I want a first-hand hat.

10 people are having a conversation about “Going into hiding

  1. Well done! You should sell them! I am trying to coerce my husband to bring me the hide from the next coyote he gets. They are full of beautiful colors, and I want one as a throw for a lounge chair in our room. I love the story about your grandfather. Is there anybody who doesn’t like a good story about their ancestors?

  2. Your family just gets more interesting with every blog post. Which also brings up the question: why is it a pool SHARK but a card SHARP? (As we managed to hijack a very erudite post concerning classism and make it about shoes, I thought I’d continue the trend…)

    I use some of our rabbit skins around dog training dummies, and do just as you did: scrape and salt. They last a good long time, even after repeated rehydrated with dog slobber. A first-hand hat would be fabulous. Sewn up with dried sinews? Or is that the slippery slope between “first-hand” to “holed up in your compound with supplies”?

  3. Pretty cool information to have up one’s sleeve.

    The other thing you can do with rabbit skins, is make rabbit skin glue, which is probably only useful if you’re given to oil painting or woodworking.

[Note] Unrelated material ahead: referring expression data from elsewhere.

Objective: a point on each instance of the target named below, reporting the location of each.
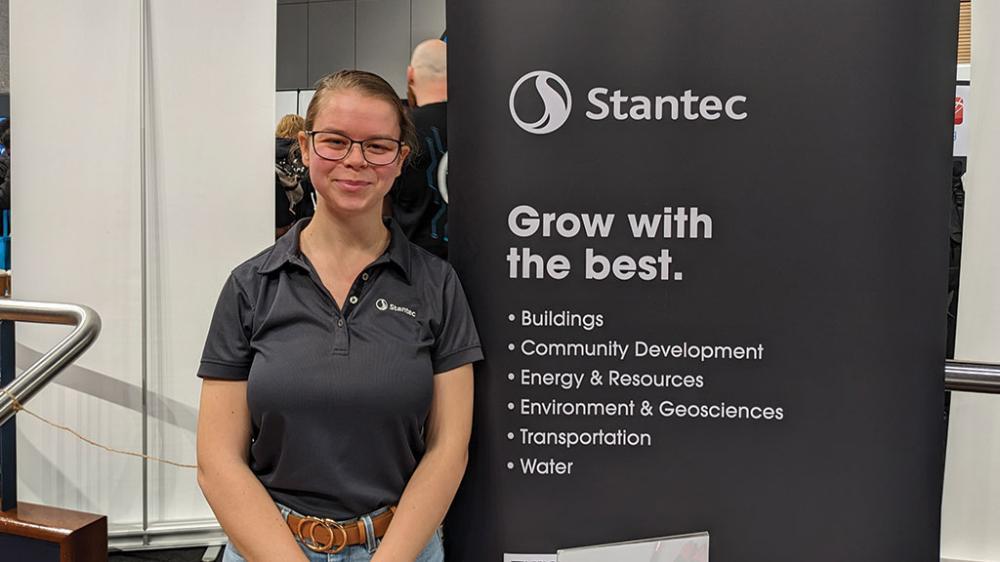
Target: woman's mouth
(352, 185)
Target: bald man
(419, 198)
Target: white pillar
(78, 171)
(971, 510)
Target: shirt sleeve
(456, 341)
(227, 353)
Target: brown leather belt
(327, 535)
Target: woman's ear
(303, 139)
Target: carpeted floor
(179, 555)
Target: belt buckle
(312, 543)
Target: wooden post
(47, 534)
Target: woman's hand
(240, 502)
(432, 487)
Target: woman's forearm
(424, 503)
(247, 513)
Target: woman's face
(352, 185)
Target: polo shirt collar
(286, 249)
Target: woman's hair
(368, 84)
(289, 126)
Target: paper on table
(679, 548)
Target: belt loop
(370, 541)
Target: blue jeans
(433, 552)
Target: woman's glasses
(335, 146)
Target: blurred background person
(294, 197)
(419, 199)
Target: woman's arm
(241, 504)
(435, 481)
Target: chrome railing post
(972, 377)
(87, 326)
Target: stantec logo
(383, 305)
(612, 103)
(557, 104)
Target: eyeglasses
(335, 146)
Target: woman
(336, 403)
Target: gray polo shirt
(338, 396)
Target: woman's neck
(337, 236)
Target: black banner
(706, 246)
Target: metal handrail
(87, 326)
(972, 377)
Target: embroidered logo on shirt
(384, 305)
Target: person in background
(336, 402)
(294, 197)
(419, 199)
(5, 165)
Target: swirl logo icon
(557, 103)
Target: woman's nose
(355, 158)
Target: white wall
(971, 510)
(75, 73)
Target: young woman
(336, 401)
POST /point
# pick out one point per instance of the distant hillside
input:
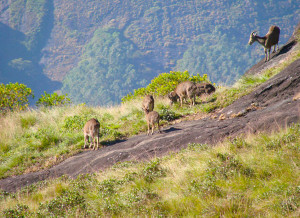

    Nahhh…make a hat. it’ll be good practice for when you get that raccoon, for which I’m rooting. The coonskin hat, not the raccoon.

  4. Congrats on your rabbit skin, Tamar! I kept rabbits for several years, and skinned four of them (along with a number of interesting roadkill critters). Although I’ve heard of salting hides to keep them from rotting, my understanding was that they would end up much less pliable than skins tanned with brains or egg yoke (I used egg yoke on mine, but every animal is said to have enough brains to tan its own hide).

    I’m curious to know if your rabbit skin ends up soft and cuddly through salting. Are you also able to bypass the smoking process with this salt curing method? Incidentally, I have what would now be about an eight-year-old salted deer hide in a plastic bag in my greenhouse. Maybe it’ll be easier to tan than I thought, though scraping is probably the most time-intensive part of the process.

    • Oooh, please tell us about doing it with egg-yolks.

      They’re easier to get around here than brains.

      • Like I said, it’s been a few years, but my recollection is that I separated out the yokes and worked them into the already scraped hide with my hands, as you would with brains. Then you just stretch the hide until it’s thoroughly dried (no small feat, especially with larger animals) and smoke it. Be sure the smoke is cool (no raging fires here), as you don’t want to cook the hide. After smoking, the hide can get wet and dry out again without becoming stiff.

        Brings back some fond memories! I’ll have to go investigate that deer hide in the greenhouse.

  5. what you’ve got is rawhide. Tanning is a step or two further.

    All hide curing I’ve heard of begins with salt. I think the salt sucks all the water and a fair amount of fat out. I tan deer and elk and they can be heavy and thick in the fall.

    The price of many furs have gone up of late due to demand from the Chinese market, all that new found affluence. Sometimes in cold climes you’ll still see people with coyote or wolf fur around the hood of their parkas, it keeps the frost from your breath from building up.

    I like this process best for buckskin, some of the softest leather, and I like the smell of neatsfoot oil.


    There are some recipes which call for rawhide but that’s another story.

  6. Sweet. You’re making yourself a hat out of the thing. Lesson learned–never trust yourself when you automatically think something is going to be incredibly difficult. Since they tend to be really easy things to do. It’s the “that’ll be easy” thoughts we have to be wary of. Those projects are usually the toughest!